Another important RWD source in cancer research is tumor registry (TR) data, which is often manually extracted from cancer patients’ medical charts (i.e., EHRs). Variables related to endpoints such as overall survival (OS), cause of death, and the date when the first line of treatment was begun can be reliably obtained from TR data. However, there are a number of gaps in TR data: it lacks detailed information about patients’ other characteristics (e.g., comorbidities) and longitudinal information about patients’ cancer treatment trajectories,13 and it does not capture all the cancer patients in the health system, for various practical reasons (e.g., state or national TR reporting requirements and reporting delays due to the labor-intensive manual abstraction process)14. Patient data missing from the TR leads to various issues for research studies (e.g., reduced sample size leading to reduced power of the estimates). For RWD-based research studies, therefore, using linked raw EHR and TR data is ideal.

Literature on real-world endpoints is emerging and a number of endpoints have been proposed, including real-world overall survival (rwOS), real-world time to next treatment (rwTTNT), and real-world progression-free survival (rwPFS)15–17. Nevertheless, the ability of researchers to use RWD to extract these endpoints remains an area of active discussion.

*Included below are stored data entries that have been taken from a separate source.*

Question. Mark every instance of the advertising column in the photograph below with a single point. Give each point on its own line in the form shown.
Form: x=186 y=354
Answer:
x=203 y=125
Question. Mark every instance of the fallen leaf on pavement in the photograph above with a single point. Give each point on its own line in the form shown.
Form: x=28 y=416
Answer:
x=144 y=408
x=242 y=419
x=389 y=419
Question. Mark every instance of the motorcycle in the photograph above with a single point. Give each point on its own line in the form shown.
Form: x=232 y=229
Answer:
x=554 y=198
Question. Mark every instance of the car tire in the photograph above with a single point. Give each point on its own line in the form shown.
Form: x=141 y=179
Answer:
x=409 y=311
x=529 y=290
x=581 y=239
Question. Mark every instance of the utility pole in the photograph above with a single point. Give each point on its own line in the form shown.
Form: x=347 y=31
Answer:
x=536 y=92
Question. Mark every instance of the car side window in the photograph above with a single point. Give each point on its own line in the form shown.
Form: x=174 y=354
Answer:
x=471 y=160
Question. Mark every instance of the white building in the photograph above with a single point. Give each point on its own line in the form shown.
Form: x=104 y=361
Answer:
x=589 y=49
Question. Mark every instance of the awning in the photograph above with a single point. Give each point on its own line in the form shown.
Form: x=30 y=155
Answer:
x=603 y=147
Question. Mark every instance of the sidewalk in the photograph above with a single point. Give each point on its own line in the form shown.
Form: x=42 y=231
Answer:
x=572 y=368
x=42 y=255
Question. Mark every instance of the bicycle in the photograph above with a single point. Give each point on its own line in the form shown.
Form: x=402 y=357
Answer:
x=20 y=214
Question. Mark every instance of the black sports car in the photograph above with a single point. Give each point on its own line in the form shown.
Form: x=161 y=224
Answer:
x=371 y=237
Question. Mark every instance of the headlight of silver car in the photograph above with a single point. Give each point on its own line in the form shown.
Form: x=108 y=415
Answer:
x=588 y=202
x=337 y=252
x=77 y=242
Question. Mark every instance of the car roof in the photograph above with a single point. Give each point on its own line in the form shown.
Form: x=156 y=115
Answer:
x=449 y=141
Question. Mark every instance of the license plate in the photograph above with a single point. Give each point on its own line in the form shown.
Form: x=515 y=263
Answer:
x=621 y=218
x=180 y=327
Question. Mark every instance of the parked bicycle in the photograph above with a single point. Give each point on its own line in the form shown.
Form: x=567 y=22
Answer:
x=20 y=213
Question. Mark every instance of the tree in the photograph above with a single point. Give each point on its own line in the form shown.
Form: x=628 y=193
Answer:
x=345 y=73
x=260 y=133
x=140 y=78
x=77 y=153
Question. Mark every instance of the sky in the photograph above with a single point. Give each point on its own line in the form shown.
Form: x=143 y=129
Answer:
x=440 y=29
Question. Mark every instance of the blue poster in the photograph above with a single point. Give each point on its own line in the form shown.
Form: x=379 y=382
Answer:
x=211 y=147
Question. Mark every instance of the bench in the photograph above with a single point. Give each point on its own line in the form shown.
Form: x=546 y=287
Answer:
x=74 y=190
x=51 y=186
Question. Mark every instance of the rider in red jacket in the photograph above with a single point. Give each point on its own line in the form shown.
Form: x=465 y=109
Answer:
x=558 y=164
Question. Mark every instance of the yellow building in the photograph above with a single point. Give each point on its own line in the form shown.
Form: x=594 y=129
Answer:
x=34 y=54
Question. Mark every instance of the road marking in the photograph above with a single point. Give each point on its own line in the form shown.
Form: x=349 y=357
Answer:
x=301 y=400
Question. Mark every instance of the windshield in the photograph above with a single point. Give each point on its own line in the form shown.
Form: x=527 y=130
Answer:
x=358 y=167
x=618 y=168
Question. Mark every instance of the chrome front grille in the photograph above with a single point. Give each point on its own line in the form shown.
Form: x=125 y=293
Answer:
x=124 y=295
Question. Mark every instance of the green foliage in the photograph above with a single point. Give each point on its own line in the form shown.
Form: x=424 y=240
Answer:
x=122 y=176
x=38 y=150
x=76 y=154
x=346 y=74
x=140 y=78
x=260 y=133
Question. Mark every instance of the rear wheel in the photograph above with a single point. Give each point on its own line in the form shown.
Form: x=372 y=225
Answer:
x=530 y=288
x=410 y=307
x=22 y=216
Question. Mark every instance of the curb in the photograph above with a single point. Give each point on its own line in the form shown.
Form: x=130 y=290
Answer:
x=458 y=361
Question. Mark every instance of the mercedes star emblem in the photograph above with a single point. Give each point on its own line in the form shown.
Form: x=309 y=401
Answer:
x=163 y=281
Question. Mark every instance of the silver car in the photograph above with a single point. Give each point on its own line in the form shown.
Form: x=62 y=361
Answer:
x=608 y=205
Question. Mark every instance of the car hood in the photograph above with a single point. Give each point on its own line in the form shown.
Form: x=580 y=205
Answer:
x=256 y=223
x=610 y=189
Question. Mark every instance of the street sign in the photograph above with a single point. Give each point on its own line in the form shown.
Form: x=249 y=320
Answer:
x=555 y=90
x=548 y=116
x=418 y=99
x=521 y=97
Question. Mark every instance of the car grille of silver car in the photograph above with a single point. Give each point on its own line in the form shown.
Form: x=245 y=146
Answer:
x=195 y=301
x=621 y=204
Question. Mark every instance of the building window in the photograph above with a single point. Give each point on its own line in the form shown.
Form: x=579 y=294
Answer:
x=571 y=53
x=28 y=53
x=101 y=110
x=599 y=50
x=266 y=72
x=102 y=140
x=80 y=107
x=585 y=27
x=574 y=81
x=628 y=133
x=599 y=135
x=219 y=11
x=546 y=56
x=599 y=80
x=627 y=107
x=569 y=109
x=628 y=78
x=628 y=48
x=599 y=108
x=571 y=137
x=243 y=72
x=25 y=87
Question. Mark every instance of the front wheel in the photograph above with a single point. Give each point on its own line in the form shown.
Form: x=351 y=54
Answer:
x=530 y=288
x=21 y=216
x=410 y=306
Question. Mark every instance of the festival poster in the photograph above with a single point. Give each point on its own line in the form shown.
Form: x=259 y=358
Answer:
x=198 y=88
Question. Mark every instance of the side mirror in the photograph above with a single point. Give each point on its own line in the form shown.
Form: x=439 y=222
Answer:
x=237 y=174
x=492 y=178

For example, rwTTNT can be calculated based on structured EHR data alone, using the dates of various procedures and diagnoses, while rwPFS requires information on the tumor itself, which is often only available in unstructured clinical text (e.g., pathology reports).

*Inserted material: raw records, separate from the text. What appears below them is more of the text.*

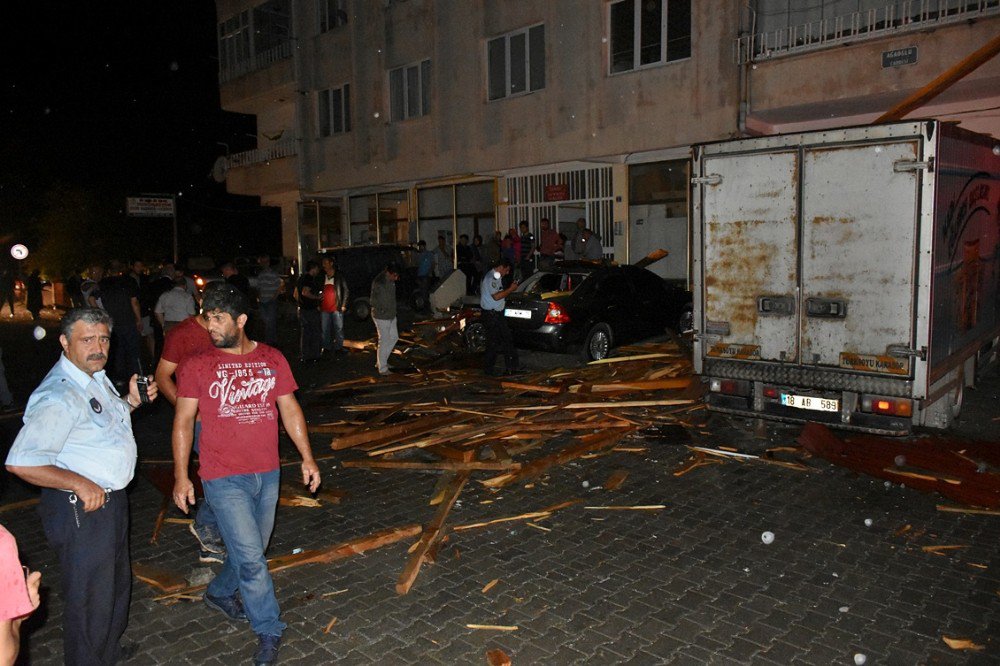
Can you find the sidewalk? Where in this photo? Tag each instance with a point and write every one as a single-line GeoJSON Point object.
{"type": "Point", "coordinates": [692, 583]}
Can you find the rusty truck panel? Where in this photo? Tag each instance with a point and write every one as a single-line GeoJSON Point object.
{"type": "Point", "coordinates": [847, 276]}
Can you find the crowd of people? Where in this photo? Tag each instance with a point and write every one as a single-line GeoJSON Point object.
{"type": "Point", "coordinates": [216, 363]}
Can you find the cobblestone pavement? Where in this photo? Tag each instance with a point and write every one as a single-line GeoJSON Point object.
{"type": "Point", "coordinates": [690, 584]}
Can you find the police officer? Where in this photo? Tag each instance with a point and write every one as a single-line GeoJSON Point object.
{"type": "Point", "coordinates": [492, 300]}
{"type": "Point", "coordinates": [77, 445]}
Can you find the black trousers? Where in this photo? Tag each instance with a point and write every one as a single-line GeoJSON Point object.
{"type": "Point", "coordinates": [95, 571]}
{"type": "Point", "coordinates": [498, 341]}
{"type": "Point", "coordinates": [311, 345]}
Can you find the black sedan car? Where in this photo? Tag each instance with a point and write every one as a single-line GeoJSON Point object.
{"type": "Point", "coordinates": [595, 305]}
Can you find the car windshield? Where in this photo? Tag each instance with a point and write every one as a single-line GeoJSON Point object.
{"type": "Point", "coordinates": [543, 283]}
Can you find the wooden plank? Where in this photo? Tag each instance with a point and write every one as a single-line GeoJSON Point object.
{"type": "Point", "coordinates": [386, 434]}
{"type": "Point", "coordinates": [497, 657]}
{"type": "Point", "coordinates": [968, 509]}
{"type": "Point", "coordinates": [168, 581]}
{"type": "Point", "coordinates": [433, 533]}
{"type": "Point", "coordinates": [344, 549]}
{"type": "Point", "coordinates": [537, 388]}
{"type": "Point", "coordinates": [944, 81]}
{"type": "Point", "coordinates": [644, 385]}
{"type": "Point", "coordinates": [616, 479]}
{"type": "Point", "coordinates": [440, 465]}
{"type": "Point", "coordinates": [624, 359]}
{"type": "Point", "coordinates": [532, 515]}
{"type": "Point", "coordinates": [587, 444]}
{"type": "Point", "coordinates": [606, 405]}
{"type": "Point", "coordinates": [452, 453]}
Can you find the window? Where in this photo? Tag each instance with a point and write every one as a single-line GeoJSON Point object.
{"type": "Point", "coordinates": [254, 39]}
{"type": "Point", "coordinates": [272, 24]}
{"type": "Point", "coordinates": [409, 91]}
{"type": "Point", "coordinates": [516, 62]}
{"type": "Point", "coordinates": [334, 110]}
{"type": "Point", "coordinates": [649, 32]}
{"type": "Point", "coordinates": [332, 13]}
{"type": "Point", "coordinates": [234, 41]}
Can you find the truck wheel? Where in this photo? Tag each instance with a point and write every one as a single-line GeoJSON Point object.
{"type": "Point", "coordinates": [597, 344]}
{"type": "Point", "coordinates": [361, 309]}
{"type": "Point", "coordinates": [475, 337]}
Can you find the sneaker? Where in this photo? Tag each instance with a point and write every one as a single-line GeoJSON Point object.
{"type": "Point", "coordinates": [208, 557]}
{"type": "Point", "coordinates": [208, 538]}
{"type": "Point", "coordinates": [231, 607]}
{"type": "Point", "coordinates": [267, 650]}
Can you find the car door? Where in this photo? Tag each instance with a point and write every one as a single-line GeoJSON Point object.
{"type": "Point", "coordinates": [653, 311]}
{"type": "Point", "coordinates": [614, 303]}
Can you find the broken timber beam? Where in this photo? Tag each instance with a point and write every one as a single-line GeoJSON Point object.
{"type": "Point", "coordinates": [587, 444]}
{"type": "Point", "coordinates": [391, 433]}
{"type": "Point", "coordinates": [433, 533]}
{"type": "Point", "coordinates": [449, 465]}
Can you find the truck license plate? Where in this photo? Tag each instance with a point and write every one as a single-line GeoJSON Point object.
{"type": "Point", "coordinates": [810, 402]}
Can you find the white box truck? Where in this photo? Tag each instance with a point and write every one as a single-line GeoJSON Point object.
{"type": "Point", "coordinates": [849, 277]}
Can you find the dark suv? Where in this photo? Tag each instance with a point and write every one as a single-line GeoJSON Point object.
{"type": "Point", "coordinates": [359, 264]}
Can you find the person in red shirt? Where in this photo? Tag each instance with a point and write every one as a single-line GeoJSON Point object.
{"type": "Point", "coordinates": [188, 338]}
{"type": "Point", "coordinates": [18, 596]}
{"type": "Point", "coordinates": [241, 388]}
{"type": "Point", "coordinates": [332, 307]}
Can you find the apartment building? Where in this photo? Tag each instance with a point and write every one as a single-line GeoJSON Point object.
{"type": "Point", "coordinates": [399, 120]}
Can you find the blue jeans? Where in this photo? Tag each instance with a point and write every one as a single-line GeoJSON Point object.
{"type": "Point", "coordinates": [244, 505]}
{"type": "Point", "coordinates": [333, 330]}
{"type": "Point", "coordinates": [204, 518]}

Two real-world endpoints are particularly of interest. The first is rwOS, the time from the date of cancer diagnosis or treatment initiation (depending on the type of cancer or the study aims) to the date of death, end of follow-up, or last contact; the second is rwTTNT, the time from the initiation of the first course of cancer-directed treatment to the initiation of the next line of therapy (i.e., “subsequent treatment” in the case of recurrence or progression)15,18. Although rwTTNT derived from RWD sources has not been examined extensively, it can provide critical insight on the real-world performance of cancer treatments16,19. For example, rwTTNT can be used to estimate progression-free survival and the effectiveness of cancer treatment5.

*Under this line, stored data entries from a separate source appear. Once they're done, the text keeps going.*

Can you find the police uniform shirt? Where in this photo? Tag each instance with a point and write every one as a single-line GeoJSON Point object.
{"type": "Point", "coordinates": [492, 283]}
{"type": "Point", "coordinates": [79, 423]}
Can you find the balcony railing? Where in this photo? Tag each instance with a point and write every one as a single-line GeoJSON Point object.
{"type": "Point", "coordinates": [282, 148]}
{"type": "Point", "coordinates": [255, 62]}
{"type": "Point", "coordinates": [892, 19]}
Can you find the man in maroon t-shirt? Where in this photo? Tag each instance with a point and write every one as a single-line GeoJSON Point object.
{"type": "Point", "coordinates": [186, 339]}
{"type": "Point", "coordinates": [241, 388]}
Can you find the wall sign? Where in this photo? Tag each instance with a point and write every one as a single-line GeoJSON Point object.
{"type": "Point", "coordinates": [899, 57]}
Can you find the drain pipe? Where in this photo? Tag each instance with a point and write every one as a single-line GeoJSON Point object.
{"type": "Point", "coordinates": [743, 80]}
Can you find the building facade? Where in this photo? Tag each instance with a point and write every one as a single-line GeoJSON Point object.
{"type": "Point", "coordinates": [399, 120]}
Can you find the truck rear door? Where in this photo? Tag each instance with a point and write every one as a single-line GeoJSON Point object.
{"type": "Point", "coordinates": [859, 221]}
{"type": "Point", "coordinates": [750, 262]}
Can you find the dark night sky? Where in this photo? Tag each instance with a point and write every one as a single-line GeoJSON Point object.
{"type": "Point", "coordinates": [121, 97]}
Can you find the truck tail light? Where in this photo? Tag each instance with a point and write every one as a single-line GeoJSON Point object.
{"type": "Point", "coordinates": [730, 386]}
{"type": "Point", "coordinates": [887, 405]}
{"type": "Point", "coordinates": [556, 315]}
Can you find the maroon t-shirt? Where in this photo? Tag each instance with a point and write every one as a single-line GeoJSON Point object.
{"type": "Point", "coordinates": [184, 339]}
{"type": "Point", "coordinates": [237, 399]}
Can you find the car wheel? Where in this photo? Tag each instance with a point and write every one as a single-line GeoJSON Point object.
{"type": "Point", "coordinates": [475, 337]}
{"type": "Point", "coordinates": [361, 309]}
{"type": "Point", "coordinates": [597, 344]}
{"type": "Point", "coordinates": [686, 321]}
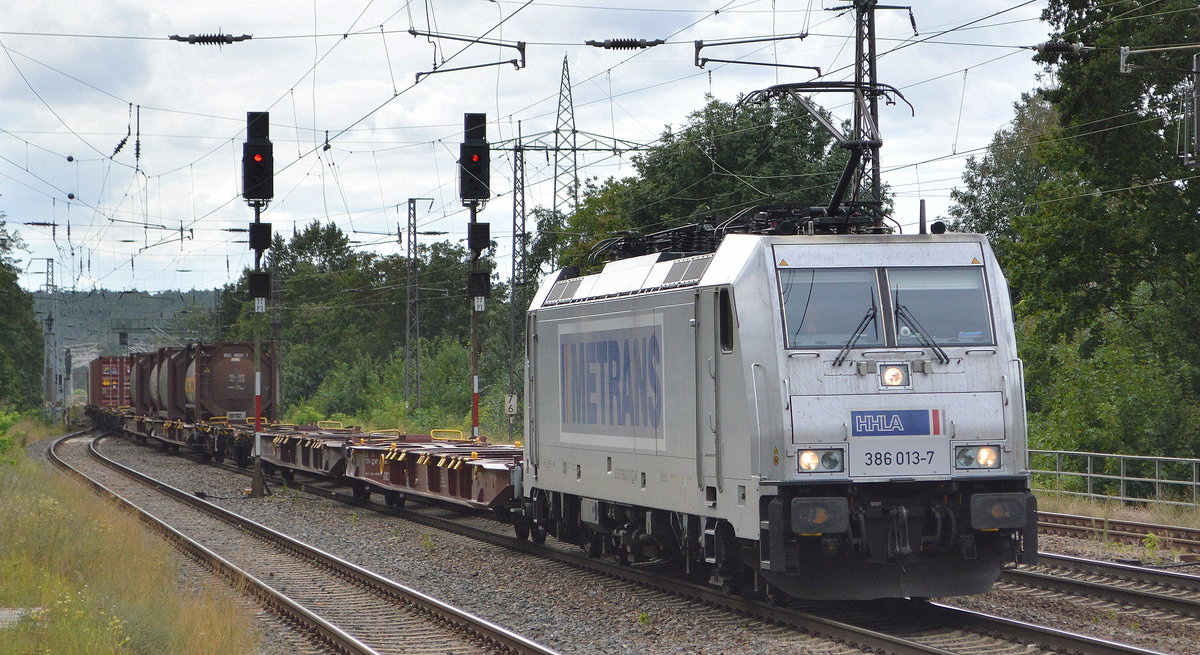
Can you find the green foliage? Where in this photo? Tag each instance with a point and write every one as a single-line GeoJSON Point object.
{"type": "Point", "coordinates": [997, 186]}
{"type": "Point", "coordinates": [21, 335]}
{"type": "Point", "coordinates": [1098, 227]}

In this work, we aimed to identify ways to calculate real-world endpoints with structured EHR data and validate these endpoints against the gold-standard measurements of these endpoints derived from linked EHR and TR data. We focused on two real-world endpoints, rwOS and rwTTNT, in stage I—III colon cancer patients. We used RWD from the OneFlorida Clinical Research Consortium, a Patient-Centered Outcomes Research Institute (PCORI)-funded clinical data research network contributing to the national Patient-Centered Clinical Research Network (PCORnet).

Methods

Overview. Our primary analysis goals were to assess the alignment between EHR and TR data, describe the data gaps between the two, and assess the validity of real-world endpoints derived from EHR and TR data. To achieve these objectives, we first needed to understand colon cancer patients’ cancer care pathways using RWD. A conceptual stage I—III colon cancer patient timeline is shown in Figure 1.

Figure 1.

Figure 1.

Stage I-III Colon cancer patient treatment timeline.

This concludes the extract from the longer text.